It's amazing how big the family of God can be if only we let it.

M is for MINE!




I went with my sisters yesterday to check out two new stores in hagerstown Fivebelow and Best Buy. Well, while we were in Best Buy I found the camera for me. My heart fluttered when I read it's information. This camera was there and I was completely amazed at how close to being perfect for me it was. If you read its information you'll see that it's water-freeze-shock-and crush-proof! The only down side was that it had digital image stabilization instead of optical image stabilization (and it was a tad too expensive for me). This camera is perfect for my accident prone lifestyle. I've already been too rough with two digital cameras in my life. The first one I lost to the ocean (St. Petersburg, FL where we were kayaking and the bag I placed it in was faulty), and the other to hard use (I think it got dust/dirt in it causing the lense to not open properly). I still need to take my camera to a repair shop to find out if there's any hope in repairing it.

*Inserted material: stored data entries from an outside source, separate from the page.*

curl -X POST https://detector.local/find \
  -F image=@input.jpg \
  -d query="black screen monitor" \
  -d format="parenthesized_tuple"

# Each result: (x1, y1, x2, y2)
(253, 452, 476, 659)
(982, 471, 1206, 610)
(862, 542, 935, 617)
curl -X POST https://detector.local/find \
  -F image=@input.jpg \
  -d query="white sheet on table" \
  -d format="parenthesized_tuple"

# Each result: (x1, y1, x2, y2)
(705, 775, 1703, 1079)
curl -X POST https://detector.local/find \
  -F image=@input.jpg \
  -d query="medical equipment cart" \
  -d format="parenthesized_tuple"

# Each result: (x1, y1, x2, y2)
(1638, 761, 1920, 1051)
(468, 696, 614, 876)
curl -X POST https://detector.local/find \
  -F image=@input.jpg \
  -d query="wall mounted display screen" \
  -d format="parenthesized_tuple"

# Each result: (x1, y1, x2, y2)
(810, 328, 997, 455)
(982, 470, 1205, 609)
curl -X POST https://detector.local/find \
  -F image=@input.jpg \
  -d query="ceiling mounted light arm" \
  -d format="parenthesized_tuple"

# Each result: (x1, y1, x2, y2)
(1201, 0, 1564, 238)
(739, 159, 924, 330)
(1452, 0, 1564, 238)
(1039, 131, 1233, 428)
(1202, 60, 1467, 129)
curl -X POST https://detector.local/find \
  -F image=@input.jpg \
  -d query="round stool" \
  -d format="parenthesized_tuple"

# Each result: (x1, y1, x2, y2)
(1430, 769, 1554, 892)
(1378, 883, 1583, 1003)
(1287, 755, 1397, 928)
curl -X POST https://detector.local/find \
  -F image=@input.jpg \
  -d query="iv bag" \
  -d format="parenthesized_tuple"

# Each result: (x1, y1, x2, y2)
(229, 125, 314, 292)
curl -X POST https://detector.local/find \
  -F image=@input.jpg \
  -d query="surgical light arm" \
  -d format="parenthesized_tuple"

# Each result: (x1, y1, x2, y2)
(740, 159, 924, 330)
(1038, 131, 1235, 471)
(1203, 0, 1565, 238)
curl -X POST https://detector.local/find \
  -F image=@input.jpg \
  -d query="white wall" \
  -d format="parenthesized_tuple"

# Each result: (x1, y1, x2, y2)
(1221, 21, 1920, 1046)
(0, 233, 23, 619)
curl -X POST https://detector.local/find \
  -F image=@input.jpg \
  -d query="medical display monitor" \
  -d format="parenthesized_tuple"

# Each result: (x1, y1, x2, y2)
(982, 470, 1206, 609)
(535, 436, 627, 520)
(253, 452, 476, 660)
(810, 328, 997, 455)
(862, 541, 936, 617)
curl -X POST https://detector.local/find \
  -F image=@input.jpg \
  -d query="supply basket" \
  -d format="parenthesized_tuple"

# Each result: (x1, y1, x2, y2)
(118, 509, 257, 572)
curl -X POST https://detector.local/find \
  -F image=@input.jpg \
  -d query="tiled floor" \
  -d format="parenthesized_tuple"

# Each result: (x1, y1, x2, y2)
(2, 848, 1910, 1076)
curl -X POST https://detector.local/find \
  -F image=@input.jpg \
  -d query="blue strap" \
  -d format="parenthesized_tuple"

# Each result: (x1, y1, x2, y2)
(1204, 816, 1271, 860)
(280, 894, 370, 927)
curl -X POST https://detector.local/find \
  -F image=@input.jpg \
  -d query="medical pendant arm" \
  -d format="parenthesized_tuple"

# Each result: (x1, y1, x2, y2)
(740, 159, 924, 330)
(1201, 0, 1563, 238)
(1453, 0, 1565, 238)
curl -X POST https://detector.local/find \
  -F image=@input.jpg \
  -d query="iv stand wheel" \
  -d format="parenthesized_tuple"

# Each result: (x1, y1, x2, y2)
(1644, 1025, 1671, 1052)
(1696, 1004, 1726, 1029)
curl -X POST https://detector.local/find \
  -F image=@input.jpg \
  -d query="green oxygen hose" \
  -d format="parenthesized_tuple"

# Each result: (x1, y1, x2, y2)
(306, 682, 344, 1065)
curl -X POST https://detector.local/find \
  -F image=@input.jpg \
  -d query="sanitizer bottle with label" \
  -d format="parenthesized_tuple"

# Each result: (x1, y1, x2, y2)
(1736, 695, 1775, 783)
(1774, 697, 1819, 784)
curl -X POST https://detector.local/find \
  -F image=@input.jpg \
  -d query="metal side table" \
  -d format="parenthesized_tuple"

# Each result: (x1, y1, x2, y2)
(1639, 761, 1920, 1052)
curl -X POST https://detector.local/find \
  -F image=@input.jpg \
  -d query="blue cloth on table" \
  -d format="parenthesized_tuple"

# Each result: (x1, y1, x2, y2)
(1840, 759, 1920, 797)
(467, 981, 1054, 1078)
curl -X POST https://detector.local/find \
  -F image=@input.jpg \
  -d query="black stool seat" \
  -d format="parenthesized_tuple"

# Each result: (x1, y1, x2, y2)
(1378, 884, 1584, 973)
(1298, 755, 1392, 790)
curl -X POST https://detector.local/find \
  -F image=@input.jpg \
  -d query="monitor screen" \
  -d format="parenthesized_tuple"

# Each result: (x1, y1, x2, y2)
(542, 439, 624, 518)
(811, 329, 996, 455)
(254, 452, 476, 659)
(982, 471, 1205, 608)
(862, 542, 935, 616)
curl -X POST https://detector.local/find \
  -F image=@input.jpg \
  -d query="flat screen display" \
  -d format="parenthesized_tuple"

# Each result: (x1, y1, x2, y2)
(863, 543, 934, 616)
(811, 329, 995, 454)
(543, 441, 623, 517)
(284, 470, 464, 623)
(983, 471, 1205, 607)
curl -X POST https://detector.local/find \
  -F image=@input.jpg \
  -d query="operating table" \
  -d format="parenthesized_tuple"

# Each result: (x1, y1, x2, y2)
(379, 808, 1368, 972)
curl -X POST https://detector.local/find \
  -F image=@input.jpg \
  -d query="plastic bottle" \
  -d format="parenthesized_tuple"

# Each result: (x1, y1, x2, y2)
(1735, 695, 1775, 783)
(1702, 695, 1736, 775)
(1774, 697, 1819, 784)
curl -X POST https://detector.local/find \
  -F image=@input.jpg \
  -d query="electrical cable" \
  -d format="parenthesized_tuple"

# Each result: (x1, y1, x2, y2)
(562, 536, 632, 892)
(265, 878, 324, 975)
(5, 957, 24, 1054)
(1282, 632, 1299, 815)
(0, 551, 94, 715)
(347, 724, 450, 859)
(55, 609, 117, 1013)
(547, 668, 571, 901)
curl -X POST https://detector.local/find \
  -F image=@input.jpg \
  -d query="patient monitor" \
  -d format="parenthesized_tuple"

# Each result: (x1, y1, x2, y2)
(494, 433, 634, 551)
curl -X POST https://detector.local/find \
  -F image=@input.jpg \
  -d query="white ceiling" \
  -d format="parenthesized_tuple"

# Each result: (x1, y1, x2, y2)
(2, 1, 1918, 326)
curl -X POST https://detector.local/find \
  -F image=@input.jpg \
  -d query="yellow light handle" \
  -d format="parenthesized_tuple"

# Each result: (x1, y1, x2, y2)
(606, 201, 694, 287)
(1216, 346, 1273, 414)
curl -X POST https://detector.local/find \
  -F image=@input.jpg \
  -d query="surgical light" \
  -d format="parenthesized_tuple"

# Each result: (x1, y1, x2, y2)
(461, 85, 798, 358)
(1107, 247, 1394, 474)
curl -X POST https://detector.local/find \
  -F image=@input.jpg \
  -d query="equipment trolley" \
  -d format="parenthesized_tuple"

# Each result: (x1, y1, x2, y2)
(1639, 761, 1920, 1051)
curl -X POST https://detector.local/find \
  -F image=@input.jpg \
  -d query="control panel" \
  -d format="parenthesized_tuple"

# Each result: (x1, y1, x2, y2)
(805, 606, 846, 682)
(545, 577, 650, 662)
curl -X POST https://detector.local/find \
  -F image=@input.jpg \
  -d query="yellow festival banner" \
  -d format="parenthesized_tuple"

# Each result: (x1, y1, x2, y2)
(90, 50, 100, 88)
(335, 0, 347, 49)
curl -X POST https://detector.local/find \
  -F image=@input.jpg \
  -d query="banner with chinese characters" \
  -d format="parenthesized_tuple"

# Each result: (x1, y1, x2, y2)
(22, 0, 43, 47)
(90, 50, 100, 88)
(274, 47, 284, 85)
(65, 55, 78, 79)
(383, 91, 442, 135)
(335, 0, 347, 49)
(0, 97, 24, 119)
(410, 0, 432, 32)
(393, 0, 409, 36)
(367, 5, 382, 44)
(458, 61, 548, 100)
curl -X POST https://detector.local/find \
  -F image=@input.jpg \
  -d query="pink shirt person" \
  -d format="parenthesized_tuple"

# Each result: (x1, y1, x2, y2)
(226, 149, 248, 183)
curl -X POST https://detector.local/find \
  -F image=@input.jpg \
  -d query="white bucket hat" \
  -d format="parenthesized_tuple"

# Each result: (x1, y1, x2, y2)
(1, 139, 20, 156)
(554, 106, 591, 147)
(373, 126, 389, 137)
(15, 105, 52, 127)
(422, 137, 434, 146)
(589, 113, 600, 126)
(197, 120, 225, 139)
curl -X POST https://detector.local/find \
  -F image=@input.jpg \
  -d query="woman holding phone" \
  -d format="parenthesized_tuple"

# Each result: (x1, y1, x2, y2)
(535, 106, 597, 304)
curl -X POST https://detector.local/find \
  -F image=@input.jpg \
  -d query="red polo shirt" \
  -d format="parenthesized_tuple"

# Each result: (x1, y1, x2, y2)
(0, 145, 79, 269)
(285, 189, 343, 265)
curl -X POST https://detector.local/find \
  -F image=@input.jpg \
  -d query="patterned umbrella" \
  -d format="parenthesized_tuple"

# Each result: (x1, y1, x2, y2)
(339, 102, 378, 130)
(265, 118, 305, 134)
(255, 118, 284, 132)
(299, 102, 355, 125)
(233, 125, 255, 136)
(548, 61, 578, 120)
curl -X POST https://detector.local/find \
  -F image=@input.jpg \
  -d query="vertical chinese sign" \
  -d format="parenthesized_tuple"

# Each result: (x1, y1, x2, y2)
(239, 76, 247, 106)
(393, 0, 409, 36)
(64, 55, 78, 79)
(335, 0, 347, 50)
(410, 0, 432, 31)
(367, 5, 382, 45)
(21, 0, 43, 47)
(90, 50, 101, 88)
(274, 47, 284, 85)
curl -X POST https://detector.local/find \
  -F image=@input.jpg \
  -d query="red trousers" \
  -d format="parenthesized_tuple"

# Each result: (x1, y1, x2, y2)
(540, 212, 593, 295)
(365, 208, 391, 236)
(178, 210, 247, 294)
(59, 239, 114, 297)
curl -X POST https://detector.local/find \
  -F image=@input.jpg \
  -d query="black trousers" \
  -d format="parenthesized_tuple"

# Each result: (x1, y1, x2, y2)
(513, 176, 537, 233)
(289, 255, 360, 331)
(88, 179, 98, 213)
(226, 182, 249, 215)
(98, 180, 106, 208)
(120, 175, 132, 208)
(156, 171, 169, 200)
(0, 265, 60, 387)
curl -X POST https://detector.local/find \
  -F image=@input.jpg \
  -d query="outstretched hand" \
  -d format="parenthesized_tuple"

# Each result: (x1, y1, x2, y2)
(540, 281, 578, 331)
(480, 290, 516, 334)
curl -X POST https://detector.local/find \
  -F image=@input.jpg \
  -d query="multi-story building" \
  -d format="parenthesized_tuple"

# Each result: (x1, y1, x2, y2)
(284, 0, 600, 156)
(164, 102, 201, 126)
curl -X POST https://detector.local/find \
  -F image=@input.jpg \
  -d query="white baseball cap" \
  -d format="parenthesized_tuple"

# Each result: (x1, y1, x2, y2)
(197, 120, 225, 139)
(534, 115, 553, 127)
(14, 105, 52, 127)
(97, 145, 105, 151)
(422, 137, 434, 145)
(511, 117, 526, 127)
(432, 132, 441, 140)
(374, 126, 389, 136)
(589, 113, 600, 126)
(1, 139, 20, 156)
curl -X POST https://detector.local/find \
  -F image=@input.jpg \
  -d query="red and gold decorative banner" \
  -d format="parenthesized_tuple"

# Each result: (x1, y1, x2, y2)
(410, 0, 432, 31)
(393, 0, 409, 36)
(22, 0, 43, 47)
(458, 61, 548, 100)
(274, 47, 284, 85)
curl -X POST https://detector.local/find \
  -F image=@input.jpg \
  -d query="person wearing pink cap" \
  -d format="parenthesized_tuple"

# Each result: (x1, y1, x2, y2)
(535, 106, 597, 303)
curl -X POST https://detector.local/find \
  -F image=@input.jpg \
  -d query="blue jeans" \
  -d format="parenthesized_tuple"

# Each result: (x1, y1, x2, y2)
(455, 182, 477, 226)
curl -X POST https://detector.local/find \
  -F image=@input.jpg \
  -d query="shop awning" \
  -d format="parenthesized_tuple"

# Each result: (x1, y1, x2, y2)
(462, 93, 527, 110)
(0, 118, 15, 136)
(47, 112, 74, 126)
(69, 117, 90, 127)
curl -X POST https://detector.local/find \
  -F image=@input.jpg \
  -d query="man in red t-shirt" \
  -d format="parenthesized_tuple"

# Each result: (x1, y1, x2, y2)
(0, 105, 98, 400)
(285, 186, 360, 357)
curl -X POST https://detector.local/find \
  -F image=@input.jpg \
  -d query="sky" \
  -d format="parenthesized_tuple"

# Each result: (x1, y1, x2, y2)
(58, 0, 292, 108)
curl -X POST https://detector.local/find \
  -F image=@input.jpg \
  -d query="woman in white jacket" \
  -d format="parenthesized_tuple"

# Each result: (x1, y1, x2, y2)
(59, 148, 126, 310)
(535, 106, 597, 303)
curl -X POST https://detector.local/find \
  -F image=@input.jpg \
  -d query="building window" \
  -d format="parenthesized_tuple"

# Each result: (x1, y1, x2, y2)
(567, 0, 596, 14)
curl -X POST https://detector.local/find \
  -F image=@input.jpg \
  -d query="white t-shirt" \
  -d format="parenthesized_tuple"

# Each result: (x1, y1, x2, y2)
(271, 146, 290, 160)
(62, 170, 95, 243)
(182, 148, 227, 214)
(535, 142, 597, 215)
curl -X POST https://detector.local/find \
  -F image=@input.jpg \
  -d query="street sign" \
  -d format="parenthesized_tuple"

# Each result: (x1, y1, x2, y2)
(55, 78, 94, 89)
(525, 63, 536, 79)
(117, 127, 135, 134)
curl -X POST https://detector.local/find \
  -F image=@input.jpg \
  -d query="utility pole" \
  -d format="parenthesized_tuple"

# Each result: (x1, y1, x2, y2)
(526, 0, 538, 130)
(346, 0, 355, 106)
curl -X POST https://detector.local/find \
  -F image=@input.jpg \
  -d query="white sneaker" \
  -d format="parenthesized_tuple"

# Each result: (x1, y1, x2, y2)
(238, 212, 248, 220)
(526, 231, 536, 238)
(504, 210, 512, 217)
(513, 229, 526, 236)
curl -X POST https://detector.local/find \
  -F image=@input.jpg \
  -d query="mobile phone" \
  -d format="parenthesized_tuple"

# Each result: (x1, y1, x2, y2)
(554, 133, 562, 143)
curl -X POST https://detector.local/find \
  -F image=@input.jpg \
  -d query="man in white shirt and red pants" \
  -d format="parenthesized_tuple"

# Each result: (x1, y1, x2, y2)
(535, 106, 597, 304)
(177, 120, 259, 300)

My title makes it sound like I'm one of those totally spoiled little kids that think they can get anything they want if they play their cards right. While this does not accurately portray my temperment I have to admit that I do feel that way sometimes. Most often when it comes to my life and how I life it. I am constantly having to remind myself that this life is not my own but God's and everything in it belongs to Him.



Sunday, November 04, 2007

Another L post!

I was thinking up this post for quite a while and when I finally came to write it I realized that I had already written up an L post but hadn't posted it yet due to lack of pictures. Well it ties in really well with my idea of L is for Lost.....

I feel completely lost sometimes without my camera. I keep coming up with ideas for posts and then not following through because I haven't had the access to a camera for photos. It truly is amazing how visually dependent I (and I think a lot of other people out there too) have become. It's like something is not worth giving your interest if it is not visually appealing (which is definitley not true by the way). I'm trying to save up to either repair my current camera or get a new one and if I have to continue on without photos or using old photos than so be it. I enjoy this medium of expressing myself (blogging that is) and something as silly as not having new photos isn't going to stop me.

I lost myself in my thoughts yesterday hiking up a familiar trail. The colors of fall are all around right now and I have been feeling drawn to go enjoy them all week. Work and rain made that impossible though so I'm so glad that I was able to get out yesterday and be surrounded by it all. The feeling of my heart beating as I was hiking up the mountain was just the reminder of living life that I needed.